AUTHOR'S NOTE: Something is broken on my blogger, causing me to actually have to type in the HTML command for all my line breaks. I am not a happy camper.
So of course the one thing that Morgan specifically asked for her birthday was sold out. So of course it now costs three times as much on Amazon...ARRRGGGHHH!
In related news....
Scene: Morgan riding her bike while I push Zoe in the stroller up to Walgreens.
Mommy: You are way too big for that bike now.
Morgan: I know. I need a new bike very soon.
Mommy: Well, maybe Daddy will have to take care of that.
Morgan: He should take care of it for my birthday.
Too smart for her own good.
Incidentally, part of the problem was that Scott had lowered the seat so Zoe could sit on it in the driveway, so it wasn't as bad as a I thought.
On Saturday, Scott hunted around for a new bike.
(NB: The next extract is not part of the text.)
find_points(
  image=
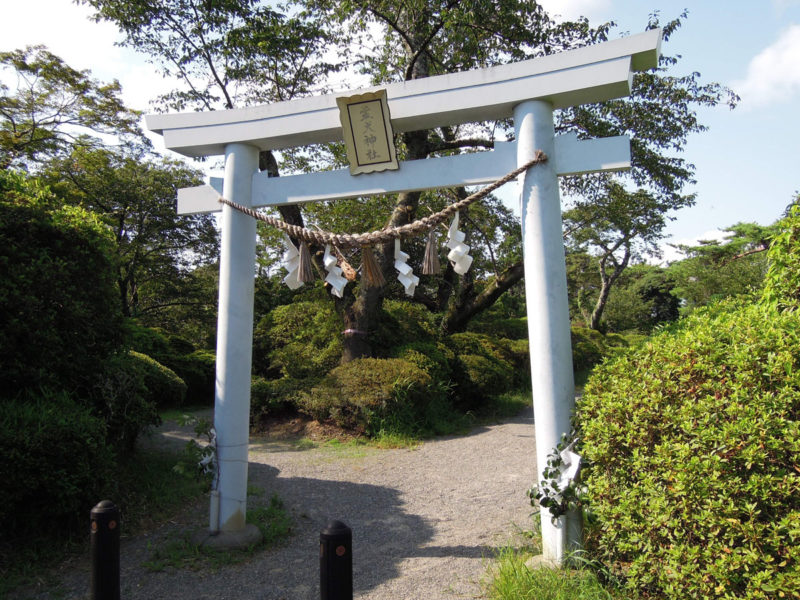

Came away with a very cool, very girlie Schwinn cruiser, but left it in the care of Performance Bike to put training wheels on it.
On Sunday, I went to pick up the bike and was notified that no training wheels will actually fit this bike. After talking with the guy, he and I agreed that it would be best not to have training wheels anyway, as it would prolong her learning to ride without. She did, after all, teach herself to pogo stick this winter. How much harder could it be to ride a bike?
I suggested to Scott that we let someone else teach her how to ride it (kind of like my friend taught me how to drive, so my dad wouldn't yell at me and my mom wouldn't gasp and brace herself against the dash every five seconds, pumping her imaginary brake). His response was that his dad taught him, so he would teach her. With that kind of "can-do" attitude, I give it 10 minutes before one or both of them is in tears.
It may surprise you to know that I never had training wheels. Me. Well, there was a bike with training wheels in the family. (It was green. It had normal sized tires, but they weren't rubber. They were the same composition as Big Wheel tricycle tires that ended up cracking open so they had duct tape wrapped around them. Duct tape.) But that is not how I learned.
After we had moved to "the country" when I was in third grade, I had no use for a bike. We had a very long driveway, but it was gravel. And we lived on a state route with semi-trucks passing by every 2 minutes, thus I wouldn't have been allowed to ride on the road. So a lot of time passed sans bike.
Suddenly one day...and at first I told Scott junior high, but now I'm thinking maybe it was a little earlier - perhaps fifth grade...Dad came home with a bike. Can't remember where said bike came from, but it could have possibly been a trash picker moment for him. It was also green but had a big black banana seat. It was the 80's, people. What can I say?
Anyway...this is a time in my parent's life when they had yet to accumulate mounds of old furniture and exercise equipment in their basement and we had a relatively large (but industrial) area to play in. And since the chimney went up the center, it was perfectly set up for roller derby.
Charlie and BJ (his best friend) would get on their Huffy bikes and Tina (my best friend) and I would put on roller skates (mine had metal wheels until I grew into Tina's old pair). John would be on his little black trike and we would race in circles as fast as we could.
1. There was a narrow spot in this track where the furnace took up more than half the space, so absolutely only one person could fit through at a time at the record-breaking speeds we were traveling. That's not saying we didn't try many times.
2. At almost the exact same spot, Dad chose to place a gi-normous box of extra heating duct work. I mean this box was almost as tall as I was at the time. Because you don't get rid of extra duct work, you keep it in case you decide to put an addition on your house twenty years later.
Guess where I learned to ride my bike? I got myself into a pretty good rhythm but would occasionally get going a little too fast and since I had no idea how to use the brakes, I would let myself crash into the duct work box instead. Hey, at least I wasn't crashing into the furnace.
The moral of this story, I did not break any bones learning to ride my bike, and I pretty much suck at everything...so I have high hopes for our first born.